6. Penicillin Doses Were First Made from Urine
In 1942, the production of penicillin was not yet legal in the US, and the process of making this essential antibiotic was still very slow.
This problem was solved by Anne Miller, who was suffering from septicemia, a severe infection in the bloodstream. Miller’s urine was used to extract penicillin since between 40 and 99% of this antibiotic is excreted in its natural form in urine.
As a result, Miller recovered from her disease, and doctors started to harvest urine from patients. This was an ongoing procedure until penicillin started to be produced industrially for medicinal use.

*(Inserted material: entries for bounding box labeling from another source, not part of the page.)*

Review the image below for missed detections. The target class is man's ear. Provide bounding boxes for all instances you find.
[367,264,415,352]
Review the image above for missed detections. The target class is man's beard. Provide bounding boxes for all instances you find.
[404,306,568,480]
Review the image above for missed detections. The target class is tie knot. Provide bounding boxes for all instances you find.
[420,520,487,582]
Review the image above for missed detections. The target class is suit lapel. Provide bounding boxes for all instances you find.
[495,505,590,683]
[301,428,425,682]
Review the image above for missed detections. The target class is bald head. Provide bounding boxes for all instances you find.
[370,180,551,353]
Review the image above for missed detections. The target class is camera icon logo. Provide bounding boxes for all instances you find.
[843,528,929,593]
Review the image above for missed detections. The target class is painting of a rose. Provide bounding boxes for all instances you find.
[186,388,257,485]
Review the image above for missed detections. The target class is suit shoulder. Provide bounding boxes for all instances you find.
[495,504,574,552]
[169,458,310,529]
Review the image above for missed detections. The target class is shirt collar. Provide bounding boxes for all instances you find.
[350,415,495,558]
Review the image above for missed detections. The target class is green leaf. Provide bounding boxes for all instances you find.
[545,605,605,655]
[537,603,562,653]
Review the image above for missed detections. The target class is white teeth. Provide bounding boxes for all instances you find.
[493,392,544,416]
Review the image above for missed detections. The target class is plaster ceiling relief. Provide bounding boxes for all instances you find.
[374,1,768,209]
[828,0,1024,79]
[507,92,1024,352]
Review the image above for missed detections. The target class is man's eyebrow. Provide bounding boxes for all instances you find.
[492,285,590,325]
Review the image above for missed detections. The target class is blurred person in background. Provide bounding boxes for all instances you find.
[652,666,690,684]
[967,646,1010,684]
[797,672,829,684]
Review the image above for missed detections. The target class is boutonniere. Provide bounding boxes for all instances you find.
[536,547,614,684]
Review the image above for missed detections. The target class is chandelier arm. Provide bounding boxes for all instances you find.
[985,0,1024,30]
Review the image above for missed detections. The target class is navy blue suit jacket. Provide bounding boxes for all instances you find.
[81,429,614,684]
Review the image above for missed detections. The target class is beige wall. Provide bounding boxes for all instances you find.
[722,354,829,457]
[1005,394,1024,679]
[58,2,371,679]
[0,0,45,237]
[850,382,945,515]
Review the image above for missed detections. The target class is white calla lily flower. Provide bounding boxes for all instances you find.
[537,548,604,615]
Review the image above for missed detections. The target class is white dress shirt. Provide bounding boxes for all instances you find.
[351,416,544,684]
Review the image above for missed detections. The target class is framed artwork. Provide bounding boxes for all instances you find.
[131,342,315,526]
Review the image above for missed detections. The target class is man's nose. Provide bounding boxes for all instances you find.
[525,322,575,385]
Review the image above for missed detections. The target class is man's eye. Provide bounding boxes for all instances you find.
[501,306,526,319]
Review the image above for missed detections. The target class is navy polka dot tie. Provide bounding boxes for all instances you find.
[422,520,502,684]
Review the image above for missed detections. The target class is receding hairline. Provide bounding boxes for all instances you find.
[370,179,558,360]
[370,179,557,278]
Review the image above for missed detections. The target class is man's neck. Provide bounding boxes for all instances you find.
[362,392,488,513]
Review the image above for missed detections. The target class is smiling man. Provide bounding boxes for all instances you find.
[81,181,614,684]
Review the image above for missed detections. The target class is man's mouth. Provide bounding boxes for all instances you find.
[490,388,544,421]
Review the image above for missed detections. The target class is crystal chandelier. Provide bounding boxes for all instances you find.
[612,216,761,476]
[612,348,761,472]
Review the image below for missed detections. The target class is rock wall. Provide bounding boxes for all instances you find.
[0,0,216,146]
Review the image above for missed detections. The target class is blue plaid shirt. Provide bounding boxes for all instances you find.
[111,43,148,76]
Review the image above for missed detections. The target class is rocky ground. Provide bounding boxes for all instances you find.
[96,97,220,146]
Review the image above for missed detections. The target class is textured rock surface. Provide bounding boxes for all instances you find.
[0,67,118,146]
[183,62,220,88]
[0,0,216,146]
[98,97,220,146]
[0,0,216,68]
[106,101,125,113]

5. People Used Urine to Make Gunpower
About 75% of gunpowder consists of potassium nitrate, known as saltpeter. 10% is made up of sulfur, while the remaining 15% comprises charcoal.
Saltpeter was initially imported from countries such as India or prepared locally using stale urine. The constant wars in Europe made the demand for urine very high in the 17th century.
Most urine was extracted from church floors and stables. In one instance after the American Civil War in 1865, women were asked to preserve their chamber lies to replenish rebel ammunition.